Heckenschnitt: Letzte Chance vor der Schonzeit!
Ab 1. März ist Radikalschnitt verboten – Was jetzt noch erlaubt ist
In Leverkusen beginnt bald wieder die Schonzeit für Hecken und Sträucher. Ab dem 1. März bis zum 30. September gilt laut Bundesnaturschutzgesetz ein striktes Verbot für das radikale Zurückschneiden oder gar Entfernen von Hecken, Sträuchern und anderen Gehölzen.
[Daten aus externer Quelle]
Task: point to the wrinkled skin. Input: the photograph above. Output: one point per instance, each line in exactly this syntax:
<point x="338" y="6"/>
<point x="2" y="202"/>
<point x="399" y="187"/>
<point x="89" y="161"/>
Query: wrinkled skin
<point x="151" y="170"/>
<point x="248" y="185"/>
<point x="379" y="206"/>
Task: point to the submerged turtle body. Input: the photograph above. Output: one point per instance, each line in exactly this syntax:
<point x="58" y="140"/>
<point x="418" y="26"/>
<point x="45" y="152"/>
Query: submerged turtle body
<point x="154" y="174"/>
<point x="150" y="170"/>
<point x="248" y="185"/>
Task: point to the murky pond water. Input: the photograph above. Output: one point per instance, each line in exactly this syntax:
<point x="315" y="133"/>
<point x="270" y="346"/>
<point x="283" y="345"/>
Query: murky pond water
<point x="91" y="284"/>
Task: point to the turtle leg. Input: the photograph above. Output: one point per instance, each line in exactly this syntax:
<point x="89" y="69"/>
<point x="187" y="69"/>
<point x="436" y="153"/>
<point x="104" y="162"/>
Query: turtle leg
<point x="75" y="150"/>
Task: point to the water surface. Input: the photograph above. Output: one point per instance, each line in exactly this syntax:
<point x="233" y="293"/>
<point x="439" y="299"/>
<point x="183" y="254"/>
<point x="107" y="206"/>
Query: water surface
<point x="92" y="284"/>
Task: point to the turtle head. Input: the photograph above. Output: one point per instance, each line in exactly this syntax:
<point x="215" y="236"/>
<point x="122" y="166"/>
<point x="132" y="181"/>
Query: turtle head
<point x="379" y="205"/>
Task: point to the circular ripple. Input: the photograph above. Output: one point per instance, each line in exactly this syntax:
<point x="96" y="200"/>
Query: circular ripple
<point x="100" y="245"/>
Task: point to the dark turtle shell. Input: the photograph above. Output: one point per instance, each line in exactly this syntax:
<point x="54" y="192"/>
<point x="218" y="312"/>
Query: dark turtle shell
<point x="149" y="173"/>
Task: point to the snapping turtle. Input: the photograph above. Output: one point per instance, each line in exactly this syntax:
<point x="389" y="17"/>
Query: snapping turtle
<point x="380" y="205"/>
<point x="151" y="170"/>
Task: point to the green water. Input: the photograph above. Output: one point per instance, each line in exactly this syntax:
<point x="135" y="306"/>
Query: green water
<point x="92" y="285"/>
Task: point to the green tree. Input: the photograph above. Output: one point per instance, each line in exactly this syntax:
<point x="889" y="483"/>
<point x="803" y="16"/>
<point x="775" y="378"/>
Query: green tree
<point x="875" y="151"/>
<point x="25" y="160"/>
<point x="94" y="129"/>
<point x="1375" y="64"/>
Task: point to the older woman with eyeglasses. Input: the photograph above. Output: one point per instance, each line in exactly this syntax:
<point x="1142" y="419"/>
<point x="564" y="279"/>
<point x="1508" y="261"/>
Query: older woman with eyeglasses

Grund dafür ist der Schutz der heimischen Vogelwelt, die in dieser Zeit brütet und ihre Nester baut. Wer jetzt noch schneiden will, hat nur bis zum 28. Februar Zeit!
Was ist erlaubt, was nicht?
In den kommenden Tagen dürfen Hecken und Bäume noch bis auf den Stock zurückgeschnitten werden. Ab dem 1. März ist nur noch ein schonender Formschnitt erlaubt – etwa zur Beseitigung von Zuwachs oder zur Gesunderhaltung von Bäumen und Sträuchern. Ausnahmen gelten, wenn eine amtliche Aufforderung vorliegt oder es um die Verkehrssicherheit geht.
Pflicht zum Rückschnitt für Grundstückseigentümer
Die Stadtverwaltung Leverkusen weist darauf hin, dass Grundstückseigentümer verpflichtet sind, ihre Vegetation regelmäßig zu kontrollieren. Überhängende Äste und Sträucher dürfen nicht in öffentliche Verkehrsflächen hineinragen.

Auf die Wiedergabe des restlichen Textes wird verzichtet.